I recently completed the Databases for Data Scientists specialization on Coursera from the University of Colorado Boulder. Most of the three courses in the specialization were a review for me, but the Relational Database Design course covered normalization theory in greater detail than I had previously seen.
Although I was familiar with entity relationship diagrams and the benefits of normalization as far as minimizing data redundancy, I had not studied the more formal normalization process and the concept of functional dependencies.
Functional Dependencies
In a relation (a table), an attribute (a column) such as “date_of_birth” would always determine a column “zodiac_sign”. In other words, “zodiac_sign” is functionally dependent on “date_of_birth”. Knowing these kinds of relationships between attributes forms the basis for which attributes belong in a relation and which should be linked together with foreign keys.
Normal Forms
Previously, I’ve focused primarily on minimizing data redundancy when determining what attributes belong in the same relation. Having a more formal system of first, second, and third normal forms adds structure to this process.
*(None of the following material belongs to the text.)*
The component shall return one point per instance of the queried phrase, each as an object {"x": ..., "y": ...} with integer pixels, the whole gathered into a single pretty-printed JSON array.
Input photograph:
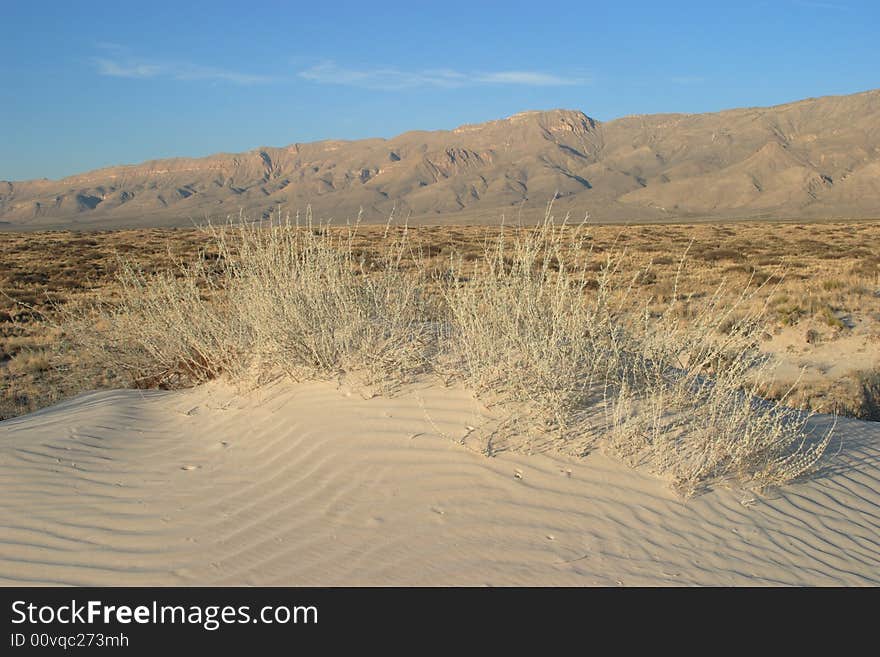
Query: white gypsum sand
[{"x": 310, "y": 484}]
In particular, the course introduced:
- partial functional dependencies—and how to remove them to restructure a table from first to second normal form.
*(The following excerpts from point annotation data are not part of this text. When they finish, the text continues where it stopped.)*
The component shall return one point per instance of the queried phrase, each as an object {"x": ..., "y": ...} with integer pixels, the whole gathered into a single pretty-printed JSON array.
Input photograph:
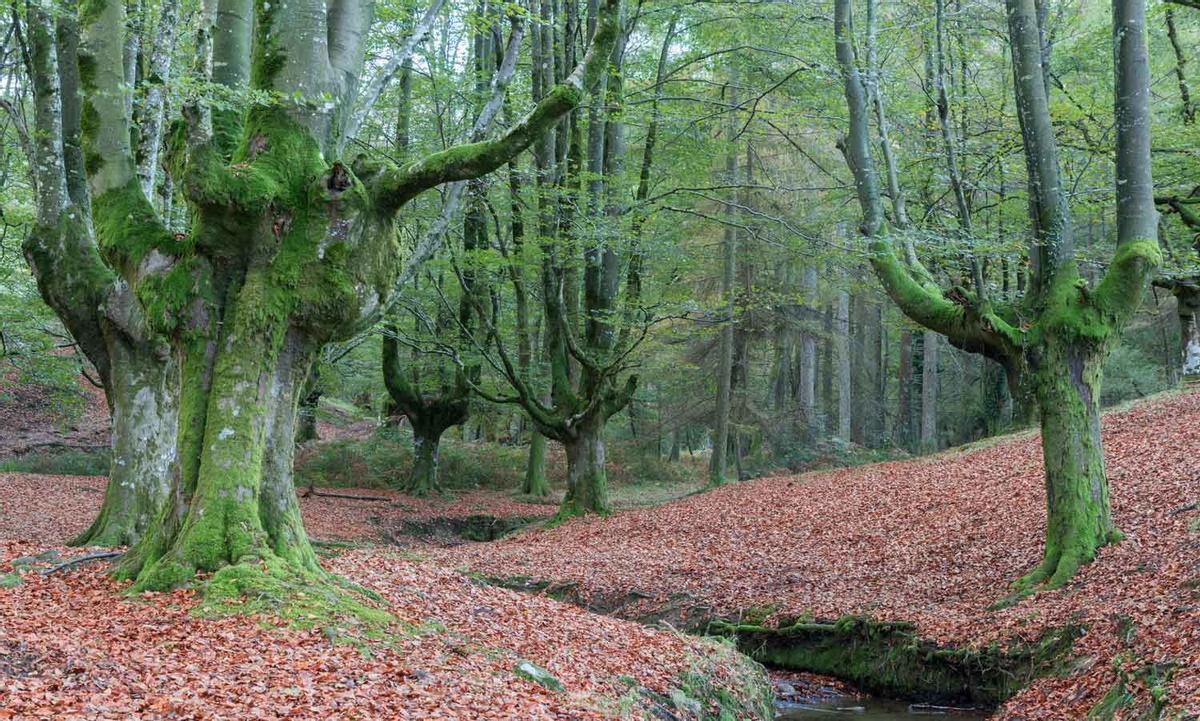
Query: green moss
[
  {"x": 301, "y": 599},
  {"x": 532, "y": 672},
  {"x": 127, "y": 229},
  {"x": 269, "y": 58},
  {"x": 891, "y": 660},
  {"x": 726, "y": 684},
  {"x": 1138, "y": 695}
]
- transitive functional dependencies—and how to remove them in order to restructure a table from second to third normal form.
Speeches Example
In a previous project, I created a normalized PostgreSQL database from a CSV file of India’s Independence Day speeches. Spurred on by what I learned in the PostgreSQL for Everybody specialization, my goal was to store every string only once and link tables together with integer keys.
Now armed with the terminology of relational database theory, I would not change the database’s structure, but I can provide new justifications for why the design is “suitable”.
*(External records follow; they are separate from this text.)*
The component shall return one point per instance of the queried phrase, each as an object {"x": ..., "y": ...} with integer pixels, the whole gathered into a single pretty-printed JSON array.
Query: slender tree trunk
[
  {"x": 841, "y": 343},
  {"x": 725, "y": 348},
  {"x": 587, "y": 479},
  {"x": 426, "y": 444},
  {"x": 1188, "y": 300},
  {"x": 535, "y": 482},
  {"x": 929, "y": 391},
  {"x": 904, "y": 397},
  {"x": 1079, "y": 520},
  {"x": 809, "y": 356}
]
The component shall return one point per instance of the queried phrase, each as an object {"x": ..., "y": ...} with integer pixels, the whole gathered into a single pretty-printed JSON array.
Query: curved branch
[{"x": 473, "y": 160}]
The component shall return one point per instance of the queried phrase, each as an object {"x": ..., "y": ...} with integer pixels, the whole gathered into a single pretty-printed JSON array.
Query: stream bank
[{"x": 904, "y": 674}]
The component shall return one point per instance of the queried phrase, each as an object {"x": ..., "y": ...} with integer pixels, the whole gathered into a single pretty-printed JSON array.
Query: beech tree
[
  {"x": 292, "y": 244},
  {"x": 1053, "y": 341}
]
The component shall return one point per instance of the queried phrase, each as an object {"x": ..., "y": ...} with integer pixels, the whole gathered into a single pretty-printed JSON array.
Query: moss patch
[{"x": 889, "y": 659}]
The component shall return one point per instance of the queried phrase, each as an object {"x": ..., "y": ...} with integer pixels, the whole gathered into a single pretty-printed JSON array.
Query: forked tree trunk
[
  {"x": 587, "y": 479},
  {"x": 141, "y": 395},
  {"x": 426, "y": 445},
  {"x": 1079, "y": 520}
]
For every relation, the primary key determines all of the other attributes. For example, the corpus
relation, can be represented as:
corpus (year (pk), pm_id(fk), party_id(fk), title_id(fk), footnote_id(fk), source_id(fk), url_id(fk), text_id(fk))
It has only one functional dependency, which could be written as:
year -> pm_id, party_id, title_id, footnote_id, source_id, url_id, text_id
Of course, this is an overly simple example, but the principles can be useful for working out more complicated situations.